You must specify an input file of a supported type.
ustacks 1.35
ustacks -t file_type -f file_path [-d] [-r] [-o path] [-i id] [-m min_cov] [-M max_dist] [-p num_threads] [-R] [-H] [-h]
  t: input file Type. Supported types: fasta, fastq, gzfasta, or gzfastq.
  f: input file path.
  o: output path to write results.
  i: SQL ID to insert into the output to identify this sample.
  m: Minimum depth of coverage required to create a stack (default 3).
  M: Maximum distance (in nucleotides) allowed between stacks (default 2).
  N: Maximum distance allowed to align secondary reads to primary stacks (default: M + 2).
  R: retain unused reads.
  H: disable calling haplotypes from secondary reads.
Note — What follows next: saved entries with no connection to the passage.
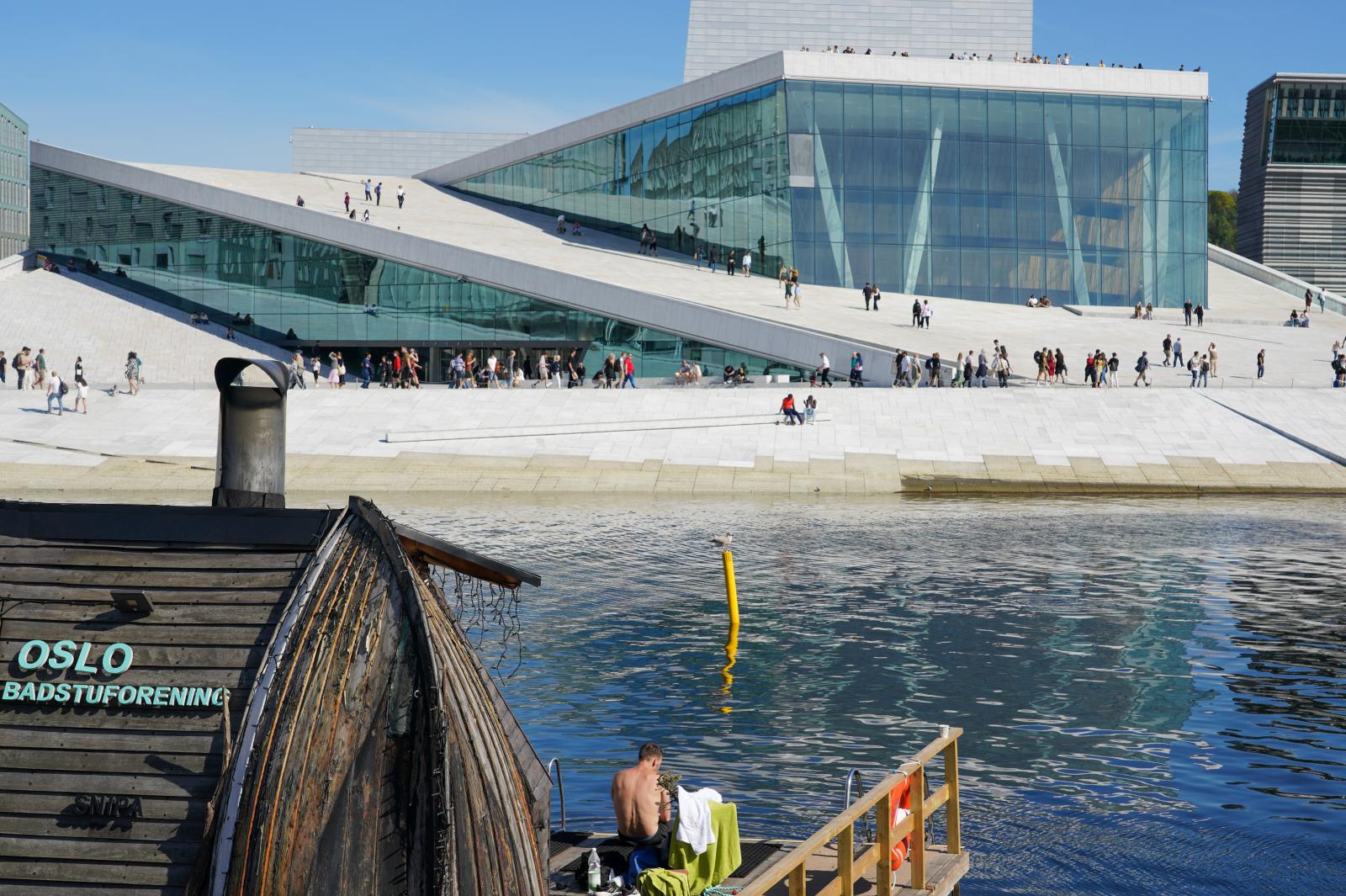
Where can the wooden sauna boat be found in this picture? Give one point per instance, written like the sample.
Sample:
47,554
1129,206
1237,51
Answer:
251,701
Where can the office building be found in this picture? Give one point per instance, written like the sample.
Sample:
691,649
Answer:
13,183
937,178
723,35
384,152
1292,181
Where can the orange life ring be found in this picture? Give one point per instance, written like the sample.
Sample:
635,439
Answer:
901,799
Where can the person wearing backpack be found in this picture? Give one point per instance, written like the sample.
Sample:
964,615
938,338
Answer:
57,390
1142,368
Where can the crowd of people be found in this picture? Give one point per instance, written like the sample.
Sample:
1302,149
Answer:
1033,58
37,373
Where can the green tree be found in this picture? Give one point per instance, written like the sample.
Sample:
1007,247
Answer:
1221,218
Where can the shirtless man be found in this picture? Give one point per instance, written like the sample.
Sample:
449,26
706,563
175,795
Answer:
643,808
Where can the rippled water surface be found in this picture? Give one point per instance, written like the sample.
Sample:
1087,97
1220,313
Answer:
1153,691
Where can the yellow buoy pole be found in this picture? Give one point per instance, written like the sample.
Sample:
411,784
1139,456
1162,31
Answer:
731,591
731,644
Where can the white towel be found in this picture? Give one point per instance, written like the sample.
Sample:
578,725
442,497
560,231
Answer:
693,817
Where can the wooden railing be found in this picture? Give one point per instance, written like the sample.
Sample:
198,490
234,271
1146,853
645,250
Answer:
851,868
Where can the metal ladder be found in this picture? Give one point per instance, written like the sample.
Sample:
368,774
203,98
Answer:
560,787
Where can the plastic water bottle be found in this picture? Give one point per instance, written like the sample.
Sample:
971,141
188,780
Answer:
596,871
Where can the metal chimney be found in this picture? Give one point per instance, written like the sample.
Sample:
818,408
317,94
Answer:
251,453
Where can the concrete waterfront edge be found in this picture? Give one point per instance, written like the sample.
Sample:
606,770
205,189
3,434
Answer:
318,476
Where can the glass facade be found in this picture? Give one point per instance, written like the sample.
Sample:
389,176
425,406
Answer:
713,177
300,291
1307,124
971,194
13,183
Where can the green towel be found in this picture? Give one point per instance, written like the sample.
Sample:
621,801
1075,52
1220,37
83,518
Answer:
719,860
661,882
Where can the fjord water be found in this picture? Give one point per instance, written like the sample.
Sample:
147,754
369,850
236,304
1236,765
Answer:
1153,691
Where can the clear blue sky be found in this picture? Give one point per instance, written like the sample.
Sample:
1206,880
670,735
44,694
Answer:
212,85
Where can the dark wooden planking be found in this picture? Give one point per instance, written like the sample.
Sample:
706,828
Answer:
87,849
166,613
118,627
127,720
138,674
206,592
96,782
107,761
104,829
165,655
54,806
100,873
67,738
138,579
33,888
109,523
136,557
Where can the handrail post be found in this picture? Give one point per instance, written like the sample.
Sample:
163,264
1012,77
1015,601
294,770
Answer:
919,828
951,778
560,783
845,859
883,871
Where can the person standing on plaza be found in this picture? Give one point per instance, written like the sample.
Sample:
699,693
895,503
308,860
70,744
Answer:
493,379
824,370
1142,368
40,368
81,395
296,370
132,373
56,392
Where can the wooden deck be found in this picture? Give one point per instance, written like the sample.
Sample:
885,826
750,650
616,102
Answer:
944,871
832,862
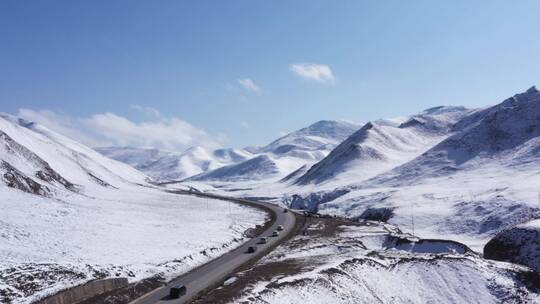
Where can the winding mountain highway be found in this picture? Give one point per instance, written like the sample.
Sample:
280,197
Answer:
216,271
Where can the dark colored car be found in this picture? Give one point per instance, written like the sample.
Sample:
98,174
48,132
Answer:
177,291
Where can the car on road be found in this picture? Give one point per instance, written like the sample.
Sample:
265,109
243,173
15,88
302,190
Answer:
177,291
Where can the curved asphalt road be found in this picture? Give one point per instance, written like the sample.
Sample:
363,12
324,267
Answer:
217,270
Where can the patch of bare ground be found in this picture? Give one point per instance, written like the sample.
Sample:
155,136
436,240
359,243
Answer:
311,228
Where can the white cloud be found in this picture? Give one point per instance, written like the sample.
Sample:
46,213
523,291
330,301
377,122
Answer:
312,71
146,110
249,85
109,129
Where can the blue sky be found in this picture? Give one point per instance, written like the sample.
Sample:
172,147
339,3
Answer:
236,73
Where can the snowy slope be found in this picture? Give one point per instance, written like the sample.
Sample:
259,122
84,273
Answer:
70,215
506,135
481,179
51,159
519,244
166,166
286,154
354,264
376,148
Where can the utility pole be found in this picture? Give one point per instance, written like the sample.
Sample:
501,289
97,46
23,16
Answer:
412,218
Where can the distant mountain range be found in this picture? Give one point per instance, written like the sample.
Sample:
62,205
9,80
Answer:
272,161
37,160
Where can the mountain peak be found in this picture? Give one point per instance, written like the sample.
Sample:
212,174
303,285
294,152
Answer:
532,89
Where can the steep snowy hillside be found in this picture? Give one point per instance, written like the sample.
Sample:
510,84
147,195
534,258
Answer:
167,166
378,147
480,180
339,261
506,134
34,157
70,215
519,244
286,154
324,134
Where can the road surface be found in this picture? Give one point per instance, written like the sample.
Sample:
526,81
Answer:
219,269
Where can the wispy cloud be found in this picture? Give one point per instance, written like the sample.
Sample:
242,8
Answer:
146,110
249,85
312,71
109,129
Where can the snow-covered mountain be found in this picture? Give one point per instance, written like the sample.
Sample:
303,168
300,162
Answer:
71,215
167,166
507,134
286,154
480,176
39,161
380,146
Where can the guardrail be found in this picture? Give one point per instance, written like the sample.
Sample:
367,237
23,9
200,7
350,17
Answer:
85,291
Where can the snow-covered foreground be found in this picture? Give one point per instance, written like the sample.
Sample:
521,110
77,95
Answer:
69,215
362,264
135,234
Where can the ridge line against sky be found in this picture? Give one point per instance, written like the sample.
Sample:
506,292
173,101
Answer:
237,73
  p: enable parallel execution with num_threads threads.
  h: display this help messsage.

  Stack assembly options:
    r: enable the Removal algorithm, to drop highly-repetitive stacks (and nearby errors) from the algorithm.
    d: enable the Deleveraging algorithm, used for resolving over merged tags.
    --max_locus_stacks <num>: maximum number of stacks at a single de novo locus (default 3).
     --k_len <len>: specify k-mer size for matching between alleles and loci (automatically calculated by default).

  Model options:
    --model_type: either 'snp' (default), 'bounded', or 'fixed'
    For the SNP or Bounded SNP model:
      --alpha <num>: chi square significance level required to call a heterozygote or homozygote, either 0.1, 0.05 (default), 0.01, or 0.001.
    For the Bounded SNP model:
      --bound_low <num>: lower bound for epsilon, the error rate, between 0 and 1.0 (default 0).
      --bound_high <num>: upper bound for epsilon, the error rate, between 0 and 1.0 (default 1).
    For the Fixed model:
      --bc_err_freq <num>: specify the barcode error frequency, between 0 and 1.0.